Problem
Source: 2010 China South East Mathematical Olympiad
Tags: geometry, geometry unsolved
18.07.2011 12:10
My teacher said that it is a problem from Russian 2011. Let $E$ is the intersection of $(I)$ with $AC$. Easy to see that quadrilateral $FHED$ and $FEKD$ is harmonic.Use harmonic quadrilateral propeties and Ptoleme theorem we have So we have $2EK.FD=2EF.DK=ED.FK$ and $2HF.DE=2HE.DF=HD.EF$ multiply two side of each indentity : $4.(HF.DE).(EF.DK)=(HD.EF).(ED.FK)$ or $HD.FK=4FH.DK$ Use again Ptoleme theorem for $FHDK$ we imply $FD.HK=3 FH.DK$. \GED/.
26.09.2011 12:37
Could you explian it more detail? because i don't know how harmonic is work?
01.10.2011 15:38
A harmonic quad $ABCD$ inscribed in a circle satisfies that $AB \cdot CD = AD \cdot BC =\frac{1}{2} \cdot AC \cdot BD$, such quad has a characteristic : the tangent lines through A,C and line BD concurrent, and wiseversa, this can be easily proved.
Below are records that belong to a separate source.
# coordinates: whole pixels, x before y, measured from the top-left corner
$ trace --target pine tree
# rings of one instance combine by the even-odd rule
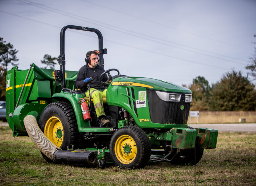
[[[210,110],[254,111],[256,90],[248,77],[234,70],[213,85],[209,104]]]
[[[51,69],[54,69],[54,65],[57,64],[57,63],[54,61],[57,58],[55,57],[52,57],[49,54],[45,54],[43,56],[43,60],[41,60],[41,62],[43,64],[46,65],[46,66],[43,67],[43,68],[47,69],[49,67]]]

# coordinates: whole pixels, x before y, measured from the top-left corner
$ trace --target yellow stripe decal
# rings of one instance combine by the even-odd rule
[[[115,81],[112,83],[112,85],[119,85],[120,86],[132,86],[137,87],[146,87],[147,88],[154,88],[154,87],[145,84],[139,83],[134,83],[133,82],[118,82]]]
[[[31,86],[32,84],[32,83],[27,83],[25,85],[25,86],[27,87],[29,86]],[[18,85],[16,85],[16,88],[19,88],[21,87],[22,87],[23,86],[23,84],[19,84]]]
[[[9,90],[11,89],[13,89],[12,87],[8,87],[8,88],[5,89],[5,91],[7,91],[7,90]]]

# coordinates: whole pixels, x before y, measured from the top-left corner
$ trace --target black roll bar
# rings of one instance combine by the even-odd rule
[[[66,78],[65,73],[65,65],[66,62],[65,57],[65,32],[68,28],[74,29],[76,30],[80,30],[85,31],[92,32],[96,33],[98,36],[99,39],[99,56],[100,58],[99,63],[100,65],[103,66],[104,67],[104,59],[103,58],[103,54],[107,54],[106,49],[103,49],[103,38],[101,33],[97,29],[88,28],[84,27],[80,27],[74,25],[67,25],[63,27],[61,31],[60,38],[60,54],[58,57],[57,60],[60,67],[60,75],[59,78],[61,79],[62,89],[66,88]],[[55,74],[55,77],[58,77]],[[59,80],[55,79],[55,83],[57,84],[59,83]]]

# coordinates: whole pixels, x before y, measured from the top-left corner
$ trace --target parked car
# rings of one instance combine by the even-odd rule
[[[0,101],[0,120],[6,120],[6,102]]]

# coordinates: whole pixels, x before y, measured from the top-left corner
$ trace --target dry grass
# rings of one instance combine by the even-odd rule
[[[199,113],[199,123],[237,123],[239,118],[245,118],[246,122],[256,122],[256,111],[200,111]],[[197,118],[191,117],[191,123],[197,123]]]
[[[29,138],[0,127],[2,185],[256,185],[256,133],[219,133],[196,166],[151,163],[144,168],[104,169],[46,163]]]

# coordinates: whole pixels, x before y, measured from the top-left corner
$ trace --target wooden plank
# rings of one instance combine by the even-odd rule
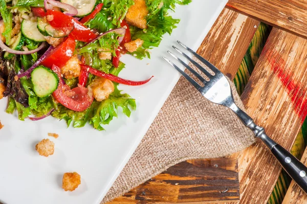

For this problem, It's obvious that $HK$ is not calculatable(or it'll too difficult), so just apply Ptolemy's theorem to change the proposition to $\frac{HF \cdot DK}{HD \cdot FK}=\frac{1}{4}$, and then apply the conclusion of harmonic quad, as Love_Math1994 stated.